I've read on New Scientist magazine that in 80% of all cases when people in a relationship share a place where they live one of the spouses knows the other's password, thus making the question I am addressing in this post a real concern.
On some other site, I've read that on average any given person will have about four passwords which they will tend to use on any given site. Over the years I have personally become part of more or less 40 sites where I am registered (social networks, shopping, mobile phone and Internet subscriptions, banking and bills, Google services, etc...).
Now, suppose someone breaks up (perhaps for good), or goes into a divorce, or any other uncomfortable situation where the other person may be able to enter into your accounts and read stuff without you knowing about it, or even worse, carry out modifications, deletions, password changes (or even account deletions!) (which could happen at just about any moment; and who wants lawyers!!!).

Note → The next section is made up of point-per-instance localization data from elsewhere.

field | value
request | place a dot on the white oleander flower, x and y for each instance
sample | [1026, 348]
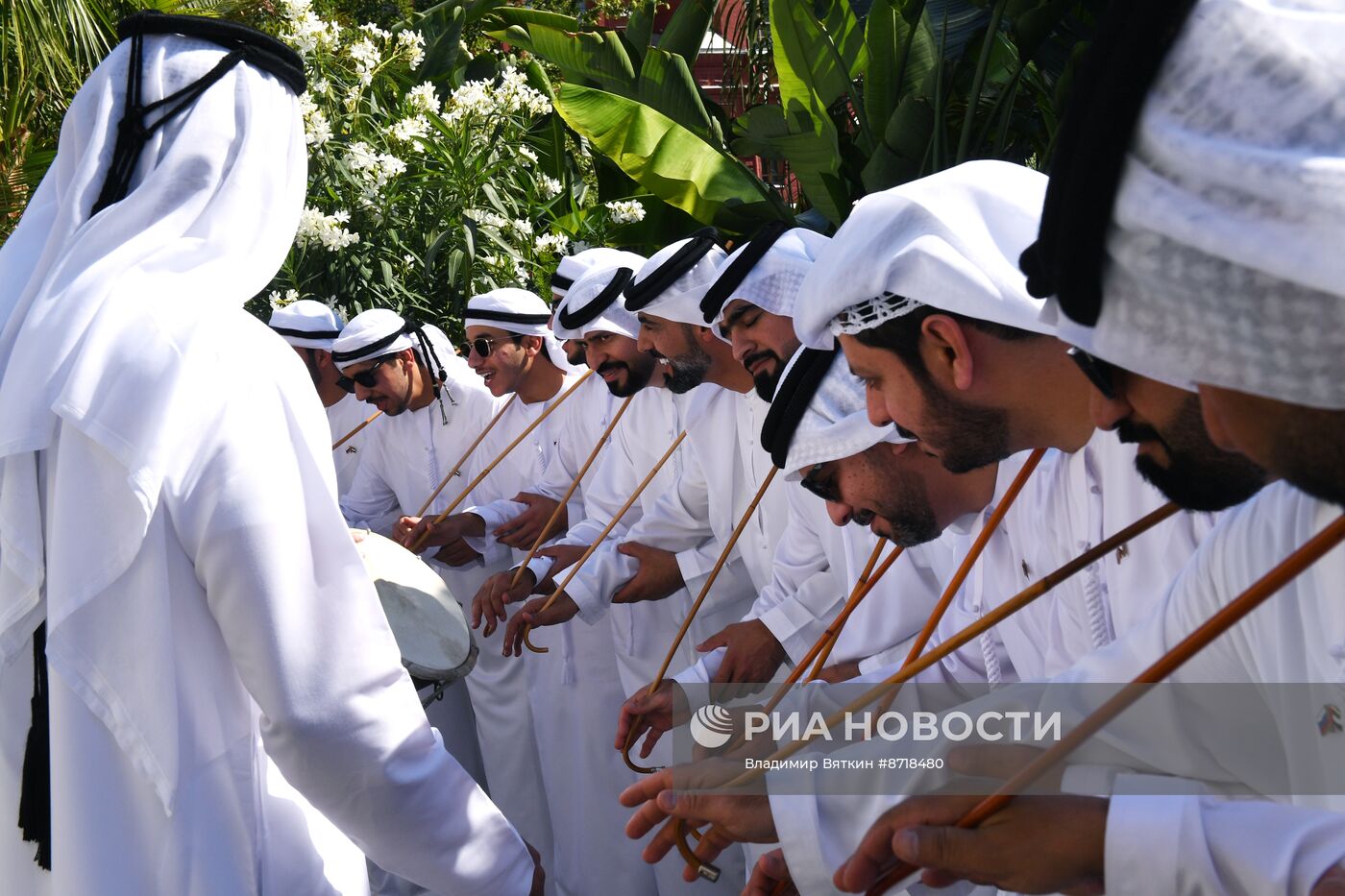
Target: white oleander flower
[555, 242]
[410, 131]
[423, 97]
[625, 211]
[548, 187]
[313, 227]
[413, 44]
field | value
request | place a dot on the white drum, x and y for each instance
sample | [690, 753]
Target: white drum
[436, 644]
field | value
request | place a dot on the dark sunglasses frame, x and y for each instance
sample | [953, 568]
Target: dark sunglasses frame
[1100, 373]
[826, 492]
[365, 378]
[475, 345]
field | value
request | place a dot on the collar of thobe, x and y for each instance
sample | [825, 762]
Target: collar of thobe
[1210, 254]
[110, 302]
[672, 282]
[571, 268]
[950, 241]
[766, 272]
[818, 415]
[595, 304]
[306, 325]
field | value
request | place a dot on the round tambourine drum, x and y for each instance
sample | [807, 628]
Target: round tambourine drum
[432, 635]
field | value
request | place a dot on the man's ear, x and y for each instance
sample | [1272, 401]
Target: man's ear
[533, 346]
[945, 351]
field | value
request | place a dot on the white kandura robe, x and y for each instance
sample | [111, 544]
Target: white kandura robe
[722, 469]
[642, 631]
[1086, 496]
[574, 690]
[343, 417]
[817, 564]
[244, 623]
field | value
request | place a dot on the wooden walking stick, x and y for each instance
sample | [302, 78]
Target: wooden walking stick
[1228, 617]
[601, 536]
[355, 430]
[501, 456]
[861, 590]
[555, 514]
[890, 687]
[466, 455]
[696, 607]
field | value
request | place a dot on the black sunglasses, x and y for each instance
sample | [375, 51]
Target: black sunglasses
[365, 378]
[823, 490]
[483, 346]
[1100, 373]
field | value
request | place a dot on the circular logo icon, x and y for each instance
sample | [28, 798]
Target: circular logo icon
[712, 725]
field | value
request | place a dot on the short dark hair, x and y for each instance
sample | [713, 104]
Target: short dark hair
[901, 335]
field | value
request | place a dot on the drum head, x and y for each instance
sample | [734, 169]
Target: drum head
[429, 627]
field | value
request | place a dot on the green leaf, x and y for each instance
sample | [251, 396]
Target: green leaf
[639, 27]
[663, 157]
[813, 63]
[686, 29]
[666, 84]
[594, 56]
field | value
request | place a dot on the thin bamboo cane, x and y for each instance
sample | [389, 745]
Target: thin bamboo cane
[1230, 615]
[602, 534]
[491, 466]
[355, 430]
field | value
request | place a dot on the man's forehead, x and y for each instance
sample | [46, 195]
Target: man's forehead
[477, 331]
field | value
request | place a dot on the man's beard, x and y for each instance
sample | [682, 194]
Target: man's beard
[965, 436]
[908, 520]
[1200, 475]
[767, 378]
[636, 378]
[686, 372]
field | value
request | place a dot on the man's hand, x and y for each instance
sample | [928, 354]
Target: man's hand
[1035, 845]
[736, 818]
[769, 873]
[654, 714]
[840, 671]
[531, 614]
[562, 557]
[494, 593]
[658, 576]
[750, 657]
[522, 530]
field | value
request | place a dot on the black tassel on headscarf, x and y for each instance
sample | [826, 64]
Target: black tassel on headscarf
[1113, 78]
[36, 798]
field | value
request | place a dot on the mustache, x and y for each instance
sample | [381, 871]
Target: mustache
[760, 355]
[1133, 432]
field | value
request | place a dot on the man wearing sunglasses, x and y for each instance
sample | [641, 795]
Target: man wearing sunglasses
[311, 327]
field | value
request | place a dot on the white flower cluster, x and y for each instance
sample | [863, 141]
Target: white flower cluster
[306, 31]
[281, 299]
[318, 131]
[557, 242]
[548, 187]
[374, 168]
[410, 131]
[625, 211]
[484, 98]
[313, 227]
[423, 97]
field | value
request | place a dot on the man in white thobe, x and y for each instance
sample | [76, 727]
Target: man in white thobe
[311, 327]
[572, 689]
[175, 537]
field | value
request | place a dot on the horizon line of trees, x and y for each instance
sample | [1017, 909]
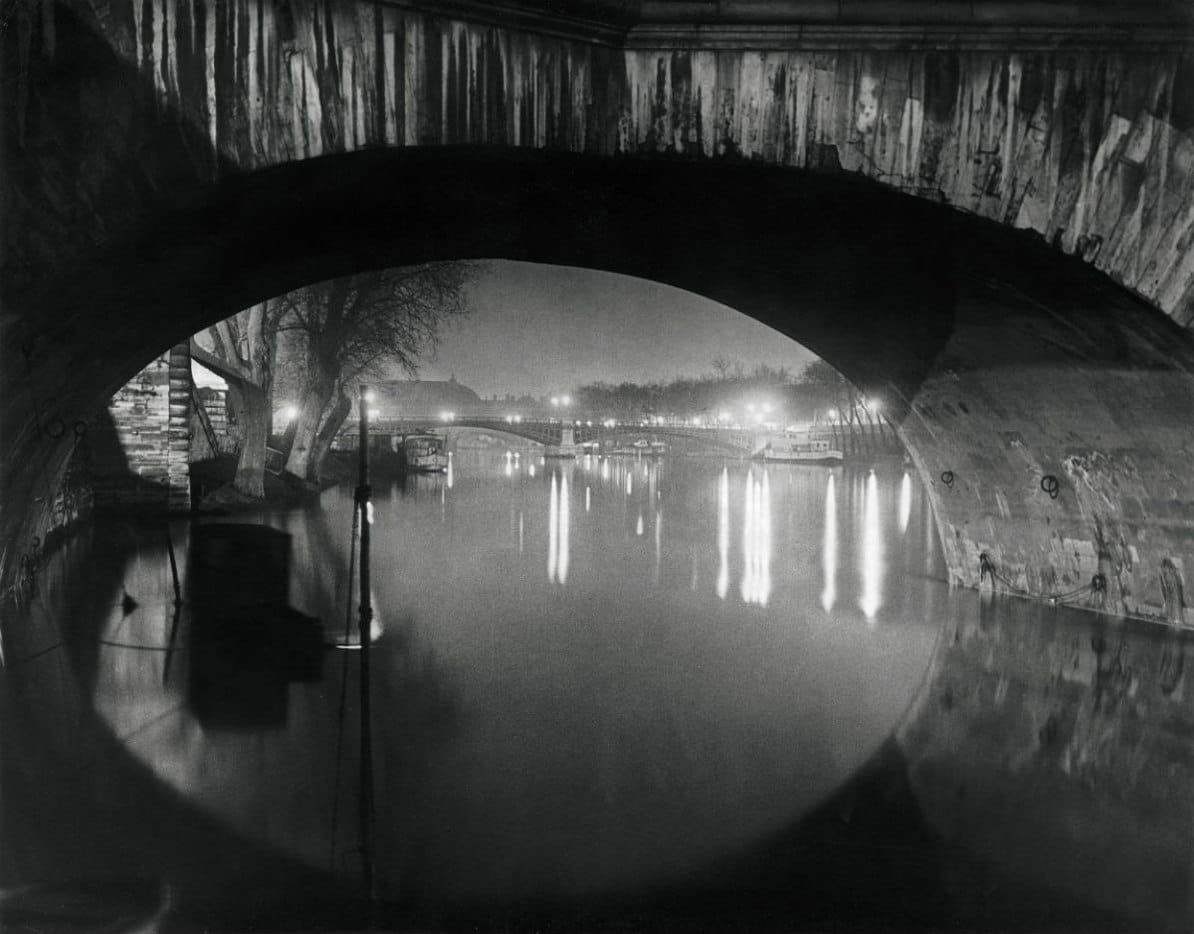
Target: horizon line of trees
[814, 389]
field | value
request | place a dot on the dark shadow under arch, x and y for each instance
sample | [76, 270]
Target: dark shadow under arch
[863, 276]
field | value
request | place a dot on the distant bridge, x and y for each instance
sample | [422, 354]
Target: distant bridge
[854, 440]
[551, 432]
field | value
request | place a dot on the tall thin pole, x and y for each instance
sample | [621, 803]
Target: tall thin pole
[365, 626]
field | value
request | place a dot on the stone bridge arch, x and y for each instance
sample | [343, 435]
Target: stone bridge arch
[1046, 406]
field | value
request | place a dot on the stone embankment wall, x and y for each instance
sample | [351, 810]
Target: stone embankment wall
[143, 458]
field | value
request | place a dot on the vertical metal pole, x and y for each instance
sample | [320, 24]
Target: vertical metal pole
[365, 626]
[173, 566]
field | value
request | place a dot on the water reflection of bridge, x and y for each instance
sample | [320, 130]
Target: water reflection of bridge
[854, 440]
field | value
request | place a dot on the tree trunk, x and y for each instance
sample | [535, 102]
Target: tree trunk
[326, 434]
[254, 428]
[315, 397]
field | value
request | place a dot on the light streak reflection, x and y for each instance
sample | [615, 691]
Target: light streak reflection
[724, 533]
[829, 547]
[905, 503]
[756, 585]
[872, 553]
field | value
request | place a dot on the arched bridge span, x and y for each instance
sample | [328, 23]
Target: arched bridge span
[1054, 401]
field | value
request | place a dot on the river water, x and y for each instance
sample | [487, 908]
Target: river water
[586, 674]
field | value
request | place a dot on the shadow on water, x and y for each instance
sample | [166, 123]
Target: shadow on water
[1040, 781]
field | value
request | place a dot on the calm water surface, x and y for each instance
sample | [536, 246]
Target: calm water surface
[588, 674]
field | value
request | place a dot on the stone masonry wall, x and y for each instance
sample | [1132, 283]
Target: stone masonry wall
[147, 462]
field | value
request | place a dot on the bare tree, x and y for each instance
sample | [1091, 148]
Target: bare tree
[245, 344]
[389, 317]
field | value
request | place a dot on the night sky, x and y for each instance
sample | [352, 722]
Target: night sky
[541, 330]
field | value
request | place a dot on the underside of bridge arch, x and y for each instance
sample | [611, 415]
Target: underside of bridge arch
[1047, 409]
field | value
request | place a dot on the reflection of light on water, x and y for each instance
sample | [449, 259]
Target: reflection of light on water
[829, 547]
[558, 522]
[872, 559]
[724, 533]
[553, 530]
[565, 523]
[659, 524]
[905, 502]
[756, 587]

Nasty stuff! So, what I would like to ask, is, is there an online web service somewhere, or perhaps an account manager in the cloud (or on your mobile device with cloud backing), that will allow you to bulk-change all passwords you are using everywhere?
Ideally, you should be able to specify all your accounts, with some tracking system. Once all have been added, and each of the four passwords assigned to each, any time something happens you bulk-modify all passwords in one step (via a master password used to access the cloud service).
What other solution could this problem have. Keeping secrets from the other spouse is impractical and I would even say impossible in most cases, and the same goes for passwords. Is what I am describing possible and has something along these lines already implemented?
Or is there perhaps something even better to handle this problem which I have not thought about?
Thank you for sharing your solutions to this omnipresent and vast-reaching problem.